Чем больше он удалялся от Америки, укачиваемый атлантическими волнами, тем смешнее, безумнее казались ему все его тревоги. Молли была так

хороша, а осторожность… какая осторожность? Смешно! Никому на борту не было до него никакого дела, он был свободен, как воздух. Но он все же был

осторожен.

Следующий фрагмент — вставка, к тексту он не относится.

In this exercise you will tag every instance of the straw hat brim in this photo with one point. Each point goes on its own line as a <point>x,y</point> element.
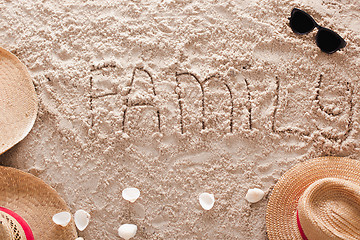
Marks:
<point>281,223</point>
<point>36,202</point>
<point>18,101</point>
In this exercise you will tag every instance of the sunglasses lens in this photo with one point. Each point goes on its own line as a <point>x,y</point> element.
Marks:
<point>300,22</point>
<point>329,41</point>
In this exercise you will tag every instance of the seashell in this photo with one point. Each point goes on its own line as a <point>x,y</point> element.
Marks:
<point>82,219</point>
<point>127,231</point>
<point>131,194</point>
<point>62,218</point>
<point>254,195</point>
<point>206,200</point>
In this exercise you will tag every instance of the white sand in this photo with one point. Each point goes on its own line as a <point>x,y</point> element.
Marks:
<point>272,100</point>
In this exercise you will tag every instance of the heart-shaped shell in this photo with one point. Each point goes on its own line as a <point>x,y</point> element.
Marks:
<point>82,219</point>
<point>127,231</point>
<point>206,200</point>
<point>131,194</point>
<point>254,195</point>
<point>62,218</point>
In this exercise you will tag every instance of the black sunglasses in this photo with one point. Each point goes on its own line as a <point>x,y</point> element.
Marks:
<point>327,40</point>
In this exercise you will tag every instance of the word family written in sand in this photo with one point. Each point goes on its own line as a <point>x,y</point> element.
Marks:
<point>186,102</point>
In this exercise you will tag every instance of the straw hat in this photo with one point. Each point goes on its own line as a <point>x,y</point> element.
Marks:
<point>27,206</point>
<point>18,102</point>
<point>316,199</point>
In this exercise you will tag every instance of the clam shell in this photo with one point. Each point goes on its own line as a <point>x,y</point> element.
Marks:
<point>254,195</point>
<point>62,218</point>
<point>127,231</point>
<point>82,219</point>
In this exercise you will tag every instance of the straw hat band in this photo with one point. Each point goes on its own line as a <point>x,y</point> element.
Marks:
<point>13,226</point>
<point>330,209</point>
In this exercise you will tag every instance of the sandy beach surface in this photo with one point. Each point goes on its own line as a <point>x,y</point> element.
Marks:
<point>177,98</point>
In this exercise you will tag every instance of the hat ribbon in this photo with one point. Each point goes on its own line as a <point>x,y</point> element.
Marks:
<point>27,230</point>
<point>299,226</point>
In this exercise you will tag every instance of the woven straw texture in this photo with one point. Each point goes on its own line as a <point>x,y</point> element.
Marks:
<point>281,221</point>
<point>36,202</point>
<point>18,101</point>
<point>330,209</point>
<point>10,228</point>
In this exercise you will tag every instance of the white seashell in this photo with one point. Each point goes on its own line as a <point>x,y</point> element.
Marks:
<point>254,195</point>
<point>127,231</point>
<point>206,200</point>
<point>62,218</point>
<point>82,219</point>
<point>131,194</point>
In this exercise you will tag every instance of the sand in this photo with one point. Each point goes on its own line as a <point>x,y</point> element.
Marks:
<point>177,98</point>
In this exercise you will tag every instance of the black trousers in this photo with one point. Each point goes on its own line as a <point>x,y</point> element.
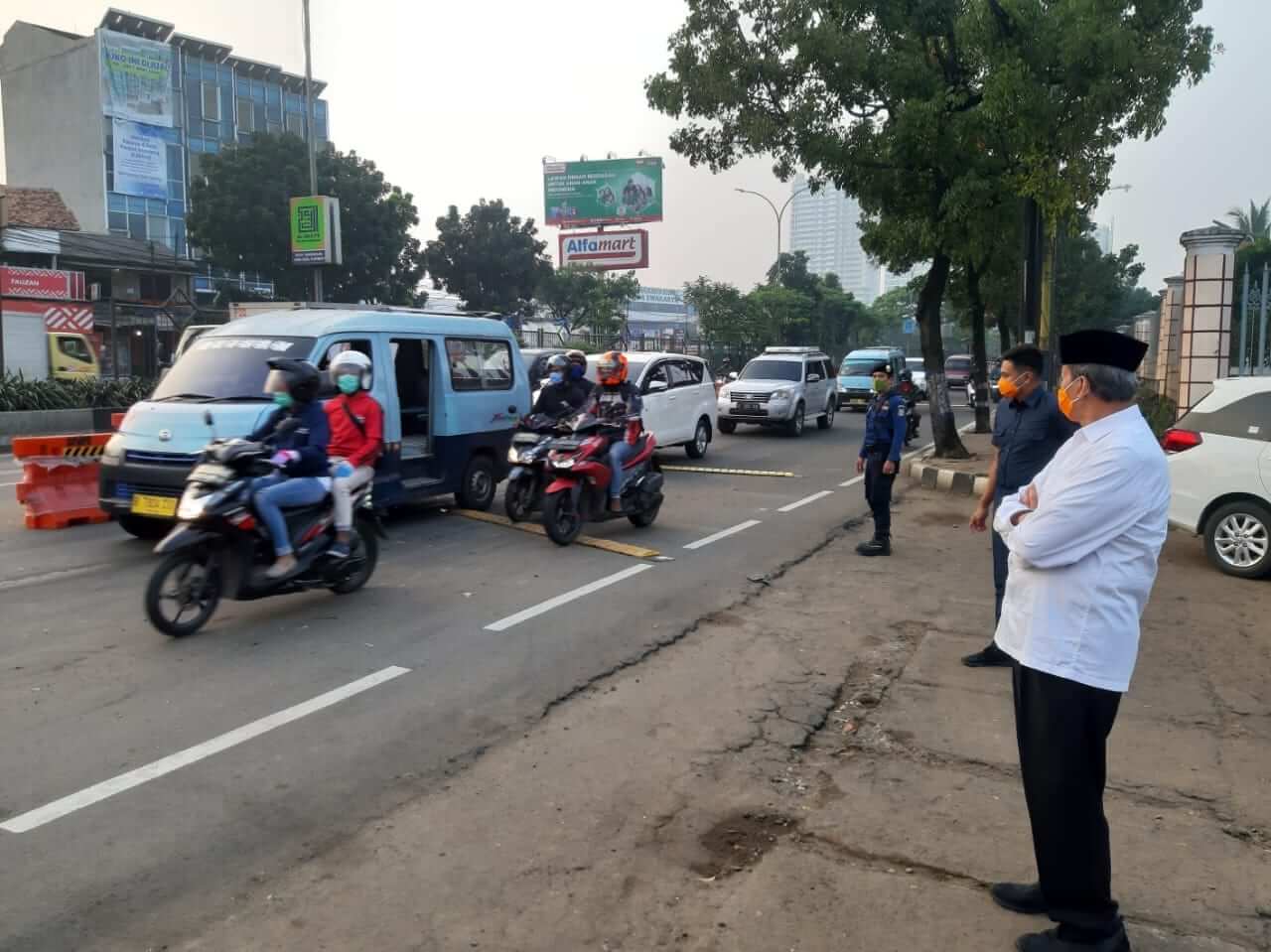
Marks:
<point>879,493</point>
<point>1062,729</point>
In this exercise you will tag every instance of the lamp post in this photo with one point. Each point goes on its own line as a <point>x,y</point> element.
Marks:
<point>778,212</point>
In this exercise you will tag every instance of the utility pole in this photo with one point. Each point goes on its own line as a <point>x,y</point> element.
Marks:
<point>310,135</point>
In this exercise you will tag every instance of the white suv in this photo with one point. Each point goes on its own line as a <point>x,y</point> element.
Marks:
<point>1220,475</point>
<point>780,388</point>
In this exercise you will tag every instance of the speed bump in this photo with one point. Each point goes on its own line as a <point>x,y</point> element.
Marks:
<point>638,552</point>
<point>730,472</point>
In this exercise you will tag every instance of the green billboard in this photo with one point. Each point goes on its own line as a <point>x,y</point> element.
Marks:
<point>605,192</point>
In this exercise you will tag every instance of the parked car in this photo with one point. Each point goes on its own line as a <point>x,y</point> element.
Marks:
<point>1220,471</point>
<point>856,384</point>
<point>679,398</point>
<point>780,388</point>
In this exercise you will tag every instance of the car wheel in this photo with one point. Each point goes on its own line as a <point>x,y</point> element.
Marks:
<point>1238,539</point>
<point>700,440</point>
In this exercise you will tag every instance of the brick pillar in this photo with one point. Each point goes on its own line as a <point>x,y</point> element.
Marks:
<point>1208,294</point>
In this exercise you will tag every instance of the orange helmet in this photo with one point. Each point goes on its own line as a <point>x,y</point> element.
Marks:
<point>612,368</point>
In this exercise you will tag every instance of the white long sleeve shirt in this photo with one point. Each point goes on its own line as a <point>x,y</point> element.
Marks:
<point>1083,562</point>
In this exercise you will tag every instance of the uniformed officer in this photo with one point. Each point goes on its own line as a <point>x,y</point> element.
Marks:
<point>880,457</point>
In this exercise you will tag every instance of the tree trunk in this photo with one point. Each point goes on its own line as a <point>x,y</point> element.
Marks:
<point>979,351</point>
<point>948,444</point>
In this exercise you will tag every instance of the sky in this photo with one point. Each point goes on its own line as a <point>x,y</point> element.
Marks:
<point>458,102</point>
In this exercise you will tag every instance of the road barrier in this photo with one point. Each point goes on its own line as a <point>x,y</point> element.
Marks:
<point>59,479</point>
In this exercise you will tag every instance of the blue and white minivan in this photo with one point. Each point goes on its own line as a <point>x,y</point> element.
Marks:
<point>453,388</point>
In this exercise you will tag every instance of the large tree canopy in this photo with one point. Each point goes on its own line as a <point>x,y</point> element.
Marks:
<point>239,216</point>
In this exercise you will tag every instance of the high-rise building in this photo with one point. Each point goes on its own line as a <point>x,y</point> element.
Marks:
<point>118,122</point>
<point>825,225</point>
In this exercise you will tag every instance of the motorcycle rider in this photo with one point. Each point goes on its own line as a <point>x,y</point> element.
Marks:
<point>618,402</point>
<point>356,422</point>
<point>300,454</point>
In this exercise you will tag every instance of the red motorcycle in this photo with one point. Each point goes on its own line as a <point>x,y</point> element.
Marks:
<point>579,488</point>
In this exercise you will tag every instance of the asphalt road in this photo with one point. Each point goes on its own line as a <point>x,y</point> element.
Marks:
<point>263,738</point>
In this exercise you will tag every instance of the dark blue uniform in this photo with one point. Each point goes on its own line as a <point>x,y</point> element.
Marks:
<point>885,438</point>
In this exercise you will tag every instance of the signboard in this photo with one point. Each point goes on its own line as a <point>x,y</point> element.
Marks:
<point>605,250</point>
<point>140,159</point>
<point>136,77</point>
<point>316,230</point>
<point>42,284</point>
<point>608,192</point>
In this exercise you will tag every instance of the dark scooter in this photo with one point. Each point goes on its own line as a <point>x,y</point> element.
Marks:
<point>220,547</point>
<point>579,492</point>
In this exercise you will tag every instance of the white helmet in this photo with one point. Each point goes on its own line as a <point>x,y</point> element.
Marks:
<point>353,362</point>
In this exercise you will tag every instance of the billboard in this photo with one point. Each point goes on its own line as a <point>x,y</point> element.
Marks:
<point>136,77</point>
<point>605,250</point>
<point>316,230</point>
<point>607,192</point>
<point>140,159</point>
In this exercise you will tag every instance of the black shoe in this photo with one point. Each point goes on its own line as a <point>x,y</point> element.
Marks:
<point>1018,896</point>
<point>875,547</point>
<point>1049,941</point>
<point>993,656</point>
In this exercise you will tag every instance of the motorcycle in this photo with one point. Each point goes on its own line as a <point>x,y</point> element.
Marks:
<point>579,492</point>
<point>221,548</point>
<point>527,456</point>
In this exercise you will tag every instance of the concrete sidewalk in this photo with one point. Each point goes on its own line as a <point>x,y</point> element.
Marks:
<point>813,769</point>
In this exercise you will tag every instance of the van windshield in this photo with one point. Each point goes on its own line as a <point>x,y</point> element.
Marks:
<point>227,367</point>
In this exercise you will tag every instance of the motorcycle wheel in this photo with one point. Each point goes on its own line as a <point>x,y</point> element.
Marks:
<point>561,517</point>
<point>518,499</point>
<point>362,544</point>
<point>185,606</point>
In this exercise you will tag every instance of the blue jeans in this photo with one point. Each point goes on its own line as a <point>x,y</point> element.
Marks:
<point>618,454</point>
<point>275,492</point>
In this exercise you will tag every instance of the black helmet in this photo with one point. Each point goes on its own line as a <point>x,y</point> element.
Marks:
<point>299,377</point>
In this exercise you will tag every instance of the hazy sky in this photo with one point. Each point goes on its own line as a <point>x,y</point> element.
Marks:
<point>462,100</point>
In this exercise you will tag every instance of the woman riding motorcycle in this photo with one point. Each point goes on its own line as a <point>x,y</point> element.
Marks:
<point>300,454</point>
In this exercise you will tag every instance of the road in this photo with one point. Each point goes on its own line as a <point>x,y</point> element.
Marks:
<point>289,724</point>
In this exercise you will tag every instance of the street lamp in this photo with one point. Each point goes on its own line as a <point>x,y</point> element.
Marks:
<point>777,211</point>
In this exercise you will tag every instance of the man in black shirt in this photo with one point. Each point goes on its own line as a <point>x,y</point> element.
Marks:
<point>1027,432</point>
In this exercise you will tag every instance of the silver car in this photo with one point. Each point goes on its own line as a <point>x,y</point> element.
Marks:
<point>781,386</point>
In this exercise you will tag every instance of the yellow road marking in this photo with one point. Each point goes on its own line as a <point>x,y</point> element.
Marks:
<point>638,552</point>
<point>729,472</point>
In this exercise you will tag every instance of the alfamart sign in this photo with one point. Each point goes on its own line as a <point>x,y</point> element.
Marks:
<point>605,250</point>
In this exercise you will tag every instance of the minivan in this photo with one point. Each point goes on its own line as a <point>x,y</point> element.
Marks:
<point>453,389</point>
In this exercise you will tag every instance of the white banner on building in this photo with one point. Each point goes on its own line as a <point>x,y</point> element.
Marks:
<point>140,159</point>
<point>136,77</point>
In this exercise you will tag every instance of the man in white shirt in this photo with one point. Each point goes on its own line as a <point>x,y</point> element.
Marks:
<point>1083,539</point>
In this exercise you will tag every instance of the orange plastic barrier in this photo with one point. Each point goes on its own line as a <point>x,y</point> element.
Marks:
<point>59,479</point>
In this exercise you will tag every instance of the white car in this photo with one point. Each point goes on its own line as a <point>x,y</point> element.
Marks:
<point>1220,473</point>
<point>679,398</point>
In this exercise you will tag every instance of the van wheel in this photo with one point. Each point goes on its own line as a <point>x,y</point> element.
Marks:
<point>478,485</point>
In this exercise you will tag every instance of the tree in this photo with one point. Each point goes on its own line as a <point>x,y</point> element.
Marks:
<point>920,109</point>
<point>490,258</point>
<point>239,216</point>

Лучше дождаться суши, Парижа, Молли не испарится. Мысль, что полицейские в штатском могут его схватить в присутствии Молли, придавала

Фрэнку твердость, которая огорчала Молли. Но они встретятся в Париже, не правда ли? Да, он может ей написать в посольство.
Но как только Фрэнк сошел на берег, и без каких бы то ни было инцидентов, он совершенно позабыл о ее существовании. В Гавре он видел, как она

садилась в машину со знаком ДК (дипломатический корпус) на номере, и около нее был хорошо сложенный парень, который занимался ее багажом… Фрэнк,

как все остальные пассажиры, сел в парижский поезд. Он снова увидит Париж!
На другой день Фрэнк явился в импортно экспортную фирму, где его встретили очень любезно и где ему дали адрес меблированной квартиры,

приготовленной для него и его семьи. Квартира была маленькая, но со всеми американскими удобствами.
С тех пор прошло четыре года, и Фрэнк Моссо, поступивший на это место с тем, чтобы немедленно его бросить, все еще продолжал служить в импортно

экспортной фирме. Четыре года, триста шестьдесят пять дней и ночей, помноженные на четыре, он переживает свою неудачу. Вначале он пытался

связаться с продюсерами, обедая то с одним, то с другим… «Но что вы, собственно, хотите этим сказать?» – спрашивал продюсер после обеда, во

время которого только и говорилось о том, «что он хочет этим сказать». Фрэнк начинал снова объяснять, резюмировать, выходил из себя: «Я хочу

этим сказать всем ксенофобам: катитесь к такой то матушке!» Тогда у продюсеров появлялась улыбка, которой взрослые улыбаются неисправимым,

несносным детям, когда эти дети – не их дети! Они предлагали ему для проформы несколько сюжетов, кровавых, как сырое мясо, и исчезали навсегда.